News Column

Poll: Romney Holds 7-Point Lead in Wisconsin

March 30, 2012
Mitt Romney speaking

Mitt Romney holds a 7 percentage point lead over Rick Santorum in the Wisconsin Republican presidential primary race, a poll indicates.

The NBC/Marist poll found 40 percent of likely primary voters said they support Romney, the former Massachusetts governor, to 33 percent for Santorum, 11 percent for Ron Paul and 8 percent for Newt Gingrich, MSNBC reported.

The Tuesday primary in Wisconsin, a winner-take-all state with 42 delegates at stake, is seen as critical for Santorum's bid for the nomination, The Hill said.

Romney is considered likely to sweep Tuesday's other primaries, in Maryland and the District of Columbia, where Santorum, the former U.S. senator from Pennsylvania, did not make the ballot, and Romney already has more than twice as many delegates as Santorum, who lost Midwest races in Michigan and Ohio.

Romney picked up an endorsement Friday from House Budget Committee Chairman Paul Ryan, R-Wis., The Hill said.

"I am convinced that Mitt Romney has the skills, the tenacity, the principles, the courage and the integrity to do what it takes to get America back on track. So I believe he's the right person for the job," Ryan said on Fox News.

In a general election race between Romney and President Obama, the poll found among registered Wisconsin voters, Obama holds a lead of 52 percent to 35 percent, with 13 percent undecided.

In the recall vote on Wisconsin Republican Gov.
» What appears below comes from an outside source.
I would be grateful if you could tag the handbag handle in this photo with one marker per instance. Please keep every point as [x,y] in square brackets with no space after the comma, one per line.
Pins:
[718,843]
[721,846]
Scott Walker, 48 percent said they would vote for the Democratic candidate who will face Walker while 46 percent said they would vote for the governor, who came under heavy criticism for his effort to reduce collective-bargaining rights for the state's public-sector employees.

Walker's approval and disapproval ratings both stood at 48 percent.

Among likely Republican voters in the state, 51 percent said they're following the recall vote more closely than the presidential primary.

The poll, conducted Monday and Tuesday, is based on responses from of 2,792 registered voters (with a margin of error of 1.9 percentage points) and of 740 likely Republican primary voters (with a margin of error of 3.6 percentage points).